Fifth, the change idea itself will steadily evolve. This is not a matter of crafting a vision and then rolling it out across the organization. It’s not a mechanical eight-step program. It’s about continuously adapting the idea to the evolving circumstances of the organization. As the organization and everyone in it adapts the story of change to their own context, each individual comes to own it.

Sixth, the change process will run on human passion—a firm belief in the clarity and worth of the idea and the courage to stand up and fight for it. No template or detailed rollout plan can inspire the energy, passion, and excitement that are needed to make deep change happen. Most of the paraphernalia of the top-down change programs will in fact be counterproductive to authentic implementation and will generate deep-seated opposition to the change.

Seventh, it will be focused, disciplined passion. This is not an approach where anything goes. There will be a tight focus on the goal and continuing alertness to head off the diffusion of energy into related or alternative goals. Progress will be assessed and adjustments made based on what has been learned. There will be systematic feedback on what value is being added. There will be freedom to create, but within clearly delineated, adjustable limits.

Eighth, outside help will be used but not depended on. Because there is nothing new under the sun, the experience of others should be drawn on. Intellectual energy is generated by cognitive diversity and interactions with people with different backgrounds and ways of looking at the world. At the same time, it is equally dangerous to follow external advice slavishly and let others dictate the change. The external advice will be received, evaluated, and adapted to local needs. In the process of adaptation, the idea will become owned. Things are not done simply because outsiders say so; they will be done because they make sense for this context.

Ninth, the top of the organization must support it and be supported. Although implementation of deep management cannot be accomplished by top-down directives or roll-out programs, the support of the very top of the organization is key to creating the umbrella for change, for setting direction and heading off the inevitable threats to the idea. This support isn’t needed at the start but it will be needed as the change spreads. .

Finally, the idea must be seen as more important than any individual. Top-down change programs typically die when the manager leaves. The replacement manager is a new broom who sweeps clean what has gone before. By contrast, when a change has taken root in an organic fashion, the idea continues to live because it is owned by wide array of people.

Keeping those ten characteristics in mind may help you figure out what an Agile transformation will look like in your organization.

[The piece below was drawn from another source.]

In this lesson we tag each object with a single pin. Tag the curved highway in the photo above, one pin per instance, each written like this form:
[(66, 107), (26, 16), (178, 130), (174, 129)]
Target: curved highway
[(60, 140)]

They may also help develop a sense of perspective of what’s involved and how long it will take.

Leaders in the Agile community often seem discouraged by what they perceive as the slow pace of change, along with the difficulties and setbacks that occur as Agile is implemented. My own take is that if we look at other deep organizational changes throughout history, particularly changes in mindset involving large numbers of of people, we can plausibly argue that the Agile movement is proceeding rather fast. Today, firms practicing Agile have already displaced the lumbering industrial giants of the 20th Century as the largest organizations on the planet. The reality is that Agile is indeed eating the world. Time to get started.